En ce sens, une relation bien ancrée en soi et dans un « ici et maintenant » expérimenté peut révéler toute la richesse du monde-de-la-vie, celui qui inclut tout autant celle de mourir.

(1) Vincent Fouques Duparc, « L’homme rendu transparent par la techno-médecine ou la mort programmée de la médecine », Les cahiers psychologie politique [En ligne], numéro 29, Juillet 2016. URL : http://lodel.irevues.inist.fr/cahierspsychologiepolitique/index.php?id=3335

(2) Vincent Fouques Duparc, « De « l’absence » à « la présence » au soin : un levier de grande efficacité à savoir retrouver », Les cahiers psychologie politique [En ligne], numéro 33, Juillet 2018. URL : http://lodel.irevues.inist.fr/cahierspsychologiepolitique/index.php?id=3690

(3) Anne Revah-Levy, Laurence Verneuil, Docteur, écoutez. Pour soigner, il faut écouter. Albin Michel.
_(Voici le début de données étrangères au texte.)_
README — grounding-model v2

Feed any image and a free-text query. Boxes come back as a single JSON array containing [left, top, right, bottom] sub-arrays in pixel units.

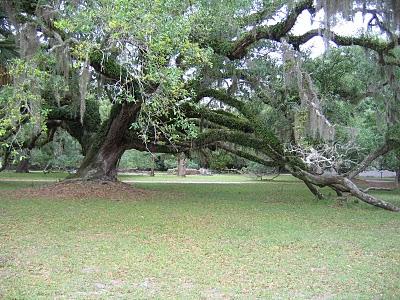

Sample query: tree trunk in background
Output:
[[150, 153, 156, 177], [72, 103, 140, 181], [178, 152, 186, 177], [15, 151, 30, 173]]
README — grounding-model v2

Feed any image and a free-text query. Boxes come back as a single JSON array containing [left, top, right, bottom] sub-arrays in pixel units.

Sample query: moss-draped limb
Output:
[[194, 129, 270, 156], [182, 105, 254, 132], [202, 0, 314, 60], [226, 0, 313, 60], [218, 142, 283, 167]]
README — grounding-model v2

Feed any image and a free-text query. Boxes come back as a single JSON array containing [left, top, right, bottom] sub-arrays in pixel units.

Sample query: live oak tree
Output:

(4) Dr Dominique-Michel Courtois. Maître Philippe Courtois, Le livre noir de la médecine. Albin Michel.

(5) Bernard Grenier. Evaluation de la décision médicale. Introduction à l’analyse médico-économique. Masson.

(6) Fagot-Largeault A – Réflexion sur la qualité de vie – in R. Launois et F. Regnier – Décision thérapeutique et qualité de la vie – Paris. John Libbey Eurotext : 83-100

(7) Margo Phaneuf Relation d’aide et utilisation thérapeutique de soi, des outils pour les soins infirmiers. Infiressources.

(8) Edgar Morin, Science avec conscience, Fayard.

(9) Philippe Kaepplin. Mieux écouter pour mieux communiquer, Paris, SF Editeur.

(10) Christine Goyette. Thèse de doctorat de psychologie. L’expérience de la présence chez les infirmières en soins palliatifs : une analyse phénoménologique interprétative. Université du Québec (Montréal).